Jude Crosby was known at the morgue; he had no difficulty navigating the structure of the building, Whitney Tremont following closely behind him.
“OCME,” or the Office of the Chief Medical Examiner, was housed on First Avenue. New York City held many firsts in the investigation of death; the Office of the Medical Examiner was established in 1918, the first of its kind in the country. OCME established the first toxicology laboratory and the first serology laboratory as well, at Bellevue Hospital, rather than the six-story headquarters where the executive offices, mortuary, autopsy, X-ray, photography and many labs were housed now.
Attending a victim’s autopsy was always paramount to him; no matter how great a medical examiner might be at a report, there was always something to be gained by attending. Many medical examiners did consider the autopsy to be the victim’s last chance to speak, and Jude believed them. You never knew just what a victim might “say.”
He knew that time had made him jaded; he’d seen the dead so often. He noticed the odor of decaying flesh, and the stronger odors of the chemicals that were used to mask the smell. He noticed them, but he barely thought about them. He thought of the place as sterile. He wondered if his religious teachings as a child kicked in when he saw the dead; the spirit didn’t reside in the flesh. The dead were far from feeling pain. They had gone to a better place.

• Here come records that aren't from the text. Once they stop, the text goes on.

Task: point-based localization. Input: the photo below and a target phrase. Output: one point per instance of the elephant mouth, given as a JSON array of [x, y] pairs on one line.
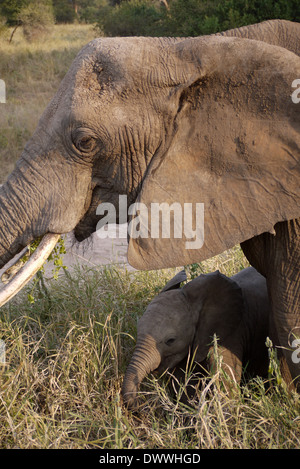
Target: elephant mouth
[[24, 273]]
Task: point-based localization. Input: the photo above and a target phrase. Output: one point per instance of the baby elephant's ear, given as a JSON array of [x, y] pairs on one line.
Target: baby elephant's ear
[[175, 281]]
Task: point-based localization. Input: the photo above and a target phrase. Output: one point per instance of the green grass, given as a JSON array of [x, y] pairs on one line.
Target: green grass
[[65, 361]]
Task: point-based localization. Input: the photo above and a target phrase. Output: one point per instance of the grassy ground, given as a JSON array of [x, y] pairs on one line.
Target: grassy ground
[[66, 353], [32, 73]]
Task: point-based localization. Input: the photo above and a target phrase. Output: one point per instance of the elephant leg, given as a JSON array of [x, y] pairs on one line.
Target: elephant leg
[[277, 257]]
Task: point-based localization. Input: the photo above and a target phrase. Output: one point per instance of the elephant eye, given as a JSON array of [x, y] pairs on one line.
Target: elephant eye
[[84, 143], [170, 341]]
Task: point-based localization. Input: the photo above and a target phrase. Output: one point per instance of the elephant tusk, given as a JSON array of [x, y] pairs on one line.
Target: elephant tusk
[[29, 269]]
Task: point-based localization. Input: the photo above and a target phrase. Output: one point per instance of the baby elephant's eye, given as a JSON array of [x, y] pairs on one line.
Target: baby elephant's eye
[[170, 341]]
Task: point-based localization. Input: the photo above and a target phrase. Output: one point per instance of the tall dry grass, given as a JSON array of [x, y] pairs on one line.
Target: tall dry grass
[[32, 73]]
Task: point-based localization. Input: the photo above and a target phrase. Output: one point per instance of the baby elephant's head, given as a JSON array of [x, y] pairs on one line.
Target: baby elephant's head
[[171, 326]]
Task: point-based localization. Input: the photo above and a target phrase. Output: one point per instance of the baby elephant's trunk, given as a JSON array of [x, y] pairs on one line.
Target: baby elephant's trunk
[[145, 359]]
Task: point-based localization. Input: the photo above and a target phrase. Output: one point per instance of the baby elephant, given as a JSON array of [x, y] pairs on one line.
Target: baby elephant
[[185, 319]]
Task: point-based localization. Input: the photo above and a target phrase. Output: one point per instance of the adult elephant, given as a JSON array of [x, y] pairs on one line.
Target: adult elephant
[[209, 120]]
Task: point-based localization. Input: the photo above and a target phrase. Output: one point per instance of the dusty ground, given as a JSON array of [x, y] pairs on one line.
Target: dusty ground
[[91, 252]]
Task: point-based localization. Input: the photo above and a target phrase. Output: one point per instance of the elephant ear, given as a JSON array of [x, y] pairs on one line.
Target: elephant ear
[[218, 304], [175, 281], [231, 168]]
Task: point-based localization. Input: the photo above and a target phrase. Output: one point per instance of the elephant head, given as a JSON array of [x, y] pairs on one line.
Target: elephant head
[[186, 319], [208, 120]]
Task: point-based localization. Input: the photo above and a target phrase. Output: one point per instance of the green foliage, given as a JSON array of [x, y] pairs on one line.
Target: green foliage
[[10, 9], [36, 19], [56, 257]]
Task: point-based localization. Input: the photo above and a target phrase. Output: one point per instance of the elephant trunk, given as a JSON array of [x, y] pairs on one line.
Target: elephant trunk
[[146, 358]]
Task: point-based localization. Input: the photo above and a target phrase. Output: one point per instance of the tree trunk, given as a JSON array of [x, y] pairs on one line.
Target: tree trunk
[[145, 359]]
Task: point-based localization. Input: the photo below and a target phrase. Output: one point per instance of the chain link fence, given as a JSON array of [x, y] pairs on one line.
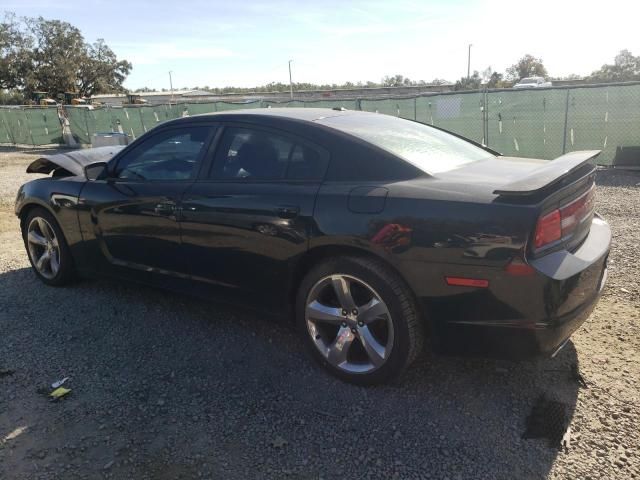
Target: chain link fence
[[536, 123]]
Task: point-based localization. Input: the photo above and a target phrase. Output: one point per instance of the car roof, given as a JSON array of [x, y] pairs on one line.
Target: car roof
[[300, 114]]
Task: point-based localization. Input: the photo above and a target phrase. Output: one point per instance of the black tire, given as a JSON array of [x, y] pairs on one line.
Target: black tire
[[66, 272], [408, 339]]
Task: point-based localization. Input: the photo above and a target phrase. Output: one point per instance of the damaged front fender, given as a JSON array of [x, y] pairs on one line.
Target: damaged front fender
[[73, 162]]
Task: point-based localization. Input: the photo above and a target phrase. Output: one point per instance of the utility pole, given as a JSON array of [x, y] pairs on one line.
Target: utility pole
[[171, 84], [290, 82]]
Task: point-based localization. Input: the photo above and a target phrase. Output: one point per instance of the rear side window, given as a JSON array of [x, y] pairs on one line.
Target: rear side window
[[252, 154], [169, 155], [429, 149]]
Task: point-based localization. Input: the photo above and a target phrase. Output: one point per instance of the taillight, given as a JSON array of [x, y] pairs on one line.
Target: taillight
[[562, 222], [549, 229]]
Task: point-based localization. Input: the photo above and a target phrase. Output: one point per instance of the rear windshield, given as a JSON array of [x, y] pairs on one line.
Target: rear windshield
[[427, 148]]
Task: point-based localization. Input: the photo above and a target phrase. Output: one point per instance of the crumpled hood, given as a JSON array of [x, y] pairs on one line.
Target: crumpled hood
[[73, 162]]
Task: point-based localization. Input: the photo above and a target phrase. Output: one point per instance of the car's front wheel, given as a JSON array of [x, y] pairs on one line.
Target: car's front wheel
[[359, 319], [47, 248]]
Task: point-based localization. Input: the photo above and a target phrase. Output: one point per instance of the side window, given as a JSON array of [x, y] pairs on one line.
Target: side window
[[252, 154], [170, 155]]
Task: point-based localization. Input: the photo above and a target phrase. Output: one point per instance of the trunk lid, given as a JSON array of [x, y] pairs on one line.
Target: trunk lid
[[565, 185]]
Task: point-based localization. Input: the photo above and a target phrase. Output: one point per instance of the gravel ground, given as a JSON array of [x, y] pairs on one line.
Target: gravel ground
[[165, 386]]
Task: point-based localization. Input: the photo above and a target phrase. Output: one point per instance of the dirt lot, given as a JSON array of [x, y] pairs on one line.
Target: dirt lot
[[165, 386]]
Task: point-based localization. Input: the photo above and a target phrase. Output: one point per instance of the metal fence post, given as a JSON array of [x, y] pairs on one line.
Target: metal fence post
[[486, 117], [566, 119]]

He wasn’t sure if he completely believed that. He did believe that they suffered no more in the fragile shell of the flesh.

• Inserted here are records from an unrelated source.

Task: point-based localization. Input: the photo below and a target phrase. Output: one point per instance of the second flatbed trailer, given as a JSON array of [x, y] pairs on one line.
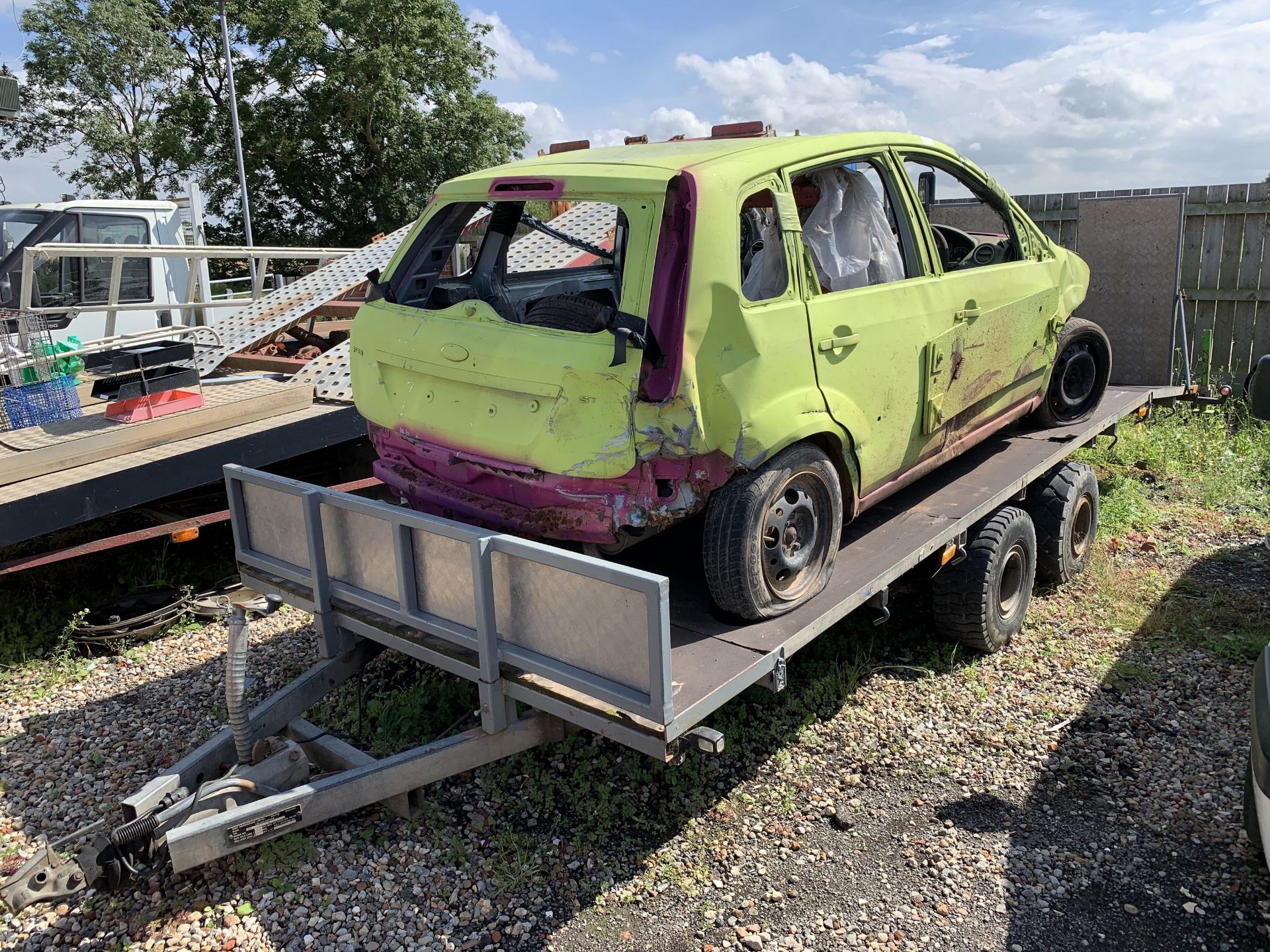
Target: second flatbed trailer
[[554, 640]]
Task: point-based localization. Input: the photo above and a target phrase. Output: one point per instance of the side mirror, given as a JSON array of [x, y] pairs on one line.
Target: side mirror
[[926, 190], [1259, 390]]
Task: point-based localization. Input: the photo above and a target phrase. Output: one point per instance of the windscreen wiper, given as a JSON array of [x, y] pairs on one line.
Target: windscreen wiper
[[539, 225]]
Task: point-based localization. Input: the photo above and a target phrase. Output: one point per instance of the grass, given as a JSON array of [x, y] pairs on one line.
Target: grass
[[1217, 460], [40, 606]]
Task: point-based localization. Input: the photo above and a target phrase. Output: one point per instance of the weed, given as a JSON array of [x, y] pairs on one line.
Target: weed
[[285, 853]]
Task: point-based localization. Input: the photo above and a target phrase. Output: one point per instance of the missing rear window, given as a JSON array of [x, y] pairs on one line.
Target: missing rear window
[[513, 254]]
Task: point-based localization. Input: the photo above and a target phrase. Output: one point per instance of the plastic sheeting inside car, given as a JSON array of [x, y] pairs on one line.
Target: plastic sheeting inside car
[[767, 276], [849, 235]]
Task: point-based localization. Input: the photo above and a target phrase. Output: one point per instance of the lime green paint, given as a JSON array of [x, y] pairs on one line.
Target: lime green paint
[[868, 370]]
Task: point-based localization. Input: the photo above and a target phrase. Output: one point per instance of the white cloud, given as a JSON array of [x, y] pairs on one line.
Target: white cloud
[[559, 45], [663, 124], [1111, 108], [1176, 100], [33, 179], [796, 95], [513, 60], [941, 42], [542, 122]]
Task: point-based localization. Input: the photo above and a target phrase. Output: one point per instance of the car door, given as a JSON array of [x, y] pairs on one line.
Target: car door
[[868, 337], [992, 344]]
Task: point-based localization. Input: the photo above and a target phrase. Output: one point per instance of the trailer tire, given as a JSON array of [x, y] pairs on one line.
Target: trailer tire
[[771, 535], [1064, 509], [982, 600], [1082, 366]]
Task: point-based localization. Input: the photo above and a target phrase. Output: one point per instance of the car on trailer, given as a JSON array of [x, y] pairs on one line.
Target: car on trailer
[[553, 639], [774, 331]]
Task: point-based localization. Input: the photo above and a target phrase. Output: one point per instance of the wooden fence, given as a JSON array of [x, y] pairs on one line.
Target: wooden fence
[[1226, 260]]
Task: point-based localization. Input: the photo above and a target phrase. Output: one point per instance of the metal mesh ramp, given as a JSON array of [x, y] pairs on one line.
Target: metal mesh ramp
[[591, 221], [286, 307], [329, 376]]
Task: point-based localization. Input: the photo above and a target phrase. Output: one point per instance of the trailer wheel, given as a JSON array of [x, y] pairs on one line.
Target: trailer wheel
[[981, 601], [771, 535], [1064, 509]]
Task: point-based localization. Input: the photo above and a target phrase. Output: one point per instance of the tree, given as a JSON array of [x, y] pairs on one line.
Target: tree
[[352, 112], [99, 78]]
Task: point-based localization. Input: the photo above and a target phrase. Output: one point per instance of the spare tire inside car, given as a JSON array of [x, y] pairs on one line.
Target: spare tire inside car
[[567, 313]]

There was a saying on the wall outside the autopsy room, there for all to see, a Latin motto: Let conversation cease, let laughter flee. This is the place where death delights in helping the living.
He hoped that Virginia Rockford could help point them toward her killer.

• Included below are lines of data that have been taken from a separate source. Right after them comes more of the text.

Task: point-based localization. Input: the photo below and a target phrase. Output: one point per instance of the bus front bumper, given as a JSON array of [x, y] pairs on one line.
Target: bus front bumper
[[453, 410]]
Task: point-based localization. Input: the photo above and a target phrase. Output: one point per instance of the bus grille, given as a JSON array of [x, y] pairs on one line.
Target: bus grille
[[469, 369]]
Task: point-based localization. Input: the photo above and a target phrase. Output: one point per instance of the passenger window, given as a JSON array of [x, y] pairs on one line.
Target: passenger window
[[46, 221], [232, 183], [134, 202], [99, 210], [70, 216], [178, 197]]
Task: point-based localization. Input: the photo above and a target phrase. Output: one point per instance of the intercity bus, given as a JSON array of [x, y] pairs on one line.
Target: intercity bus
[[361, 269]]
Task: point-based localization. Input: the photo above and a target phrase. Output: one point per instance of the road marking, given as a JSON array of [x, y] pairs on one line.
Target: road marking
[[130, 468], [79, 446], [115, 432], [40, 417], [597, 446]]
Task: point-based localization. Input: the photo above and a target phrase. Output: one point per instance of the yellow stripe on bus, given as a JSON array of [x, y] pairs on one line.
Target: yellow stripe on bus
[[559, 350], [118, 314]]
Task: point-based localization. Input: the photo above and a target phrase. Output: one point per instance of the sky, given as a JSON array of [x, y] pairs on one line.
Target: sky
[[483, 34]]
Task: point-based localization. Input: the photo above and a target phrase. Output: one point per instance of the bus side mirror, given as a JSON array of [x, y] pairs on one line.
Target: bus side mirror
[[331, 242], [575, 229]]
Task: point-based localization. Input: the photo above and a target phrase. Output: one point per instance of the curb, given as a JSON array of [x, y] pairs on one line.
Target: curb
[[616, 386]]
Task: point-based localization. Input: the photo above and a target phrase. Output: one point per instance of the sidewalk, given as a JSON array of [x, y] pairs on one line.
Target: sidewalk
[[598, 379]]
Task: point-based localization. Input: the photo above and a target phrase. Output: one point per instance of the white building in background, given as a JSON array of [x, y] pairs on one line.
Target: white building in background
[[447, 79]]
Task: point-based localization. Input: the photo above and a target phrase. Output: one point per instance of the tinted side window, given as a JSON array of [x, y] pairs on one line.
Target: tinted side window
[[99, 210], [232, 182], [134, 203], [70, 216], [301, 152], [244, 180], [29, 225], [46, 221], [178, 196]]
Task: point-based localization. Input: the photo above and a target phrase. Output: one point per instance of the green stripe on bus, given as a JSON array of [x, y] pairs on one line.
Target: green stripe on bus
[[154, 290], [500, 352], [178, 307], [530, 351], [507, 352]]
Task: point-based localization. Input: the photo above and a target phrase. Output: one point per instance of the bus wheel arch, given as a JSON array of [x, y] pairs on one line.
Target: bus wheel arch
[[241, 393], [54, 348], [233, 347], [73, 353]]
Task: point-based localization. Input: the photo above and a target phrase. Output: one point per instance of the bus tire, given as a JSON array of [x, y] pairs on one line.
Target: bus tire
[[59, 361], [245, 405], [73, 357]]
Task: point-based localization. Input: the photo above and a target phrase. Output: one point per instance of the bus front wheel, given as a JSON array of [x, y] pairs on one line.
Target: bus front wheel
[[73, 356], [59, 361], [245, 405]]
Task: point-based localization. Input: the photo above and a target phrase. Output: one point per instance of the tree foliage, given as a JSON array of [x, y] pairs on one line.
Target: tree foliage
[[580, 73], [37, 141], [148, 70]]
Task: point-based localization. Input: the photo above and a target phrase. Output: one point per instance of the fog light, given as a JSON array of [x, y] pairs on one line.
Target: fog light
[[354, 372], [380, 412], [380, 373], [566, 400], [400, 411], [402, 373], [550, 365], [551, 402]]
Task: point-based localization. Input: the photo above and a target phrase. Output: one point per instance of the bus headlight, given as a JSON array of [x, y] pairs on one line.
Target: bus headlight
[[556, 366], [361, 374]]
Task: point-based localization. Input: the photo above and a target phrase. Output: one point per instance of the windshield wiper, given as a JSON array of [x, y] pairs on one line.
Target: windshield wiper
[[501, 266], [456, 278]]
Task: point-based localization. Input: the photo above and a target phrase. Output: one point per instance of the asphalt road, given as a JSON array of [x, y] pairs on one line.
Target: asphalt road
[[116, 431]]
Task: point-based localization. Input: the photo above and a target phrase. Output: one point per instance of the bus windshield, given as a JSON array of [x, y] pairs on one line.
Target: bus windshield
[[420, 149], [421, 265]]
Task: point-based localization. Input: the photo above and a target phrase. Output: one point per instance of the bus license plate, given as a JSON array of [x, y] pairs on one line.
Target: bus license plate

There were eight steel tables in the room, and three of them had occupants. Thousands passed through the doors of the morgue yearly, but not all were murder victims. Suicides came here, along with those who died in accidents, and those who died while in apparent good health. There were those who had died “by violence,” and those who had died unattended. There were many reasons to come to the morgue. It was a big city; people died in strange ways.
Two assistants were working with Fullbright when they suited up to join the procedure. The body had been stripped and cleaned by the assistants, and somehow, that made the injuries done to Ginger Rockford all the more macabre. He could clearly see the gashes in her throat, and the hideous slashes that had been made in the lower abdomen.
He was aware of everyone around him, and especially, Whitney.
Whitney worked with her camera; he wanted to stop her. He had to remind himself that she was an agent, and not a gawker. Whatever photos and digital film she took would be for the purposes of the investigation.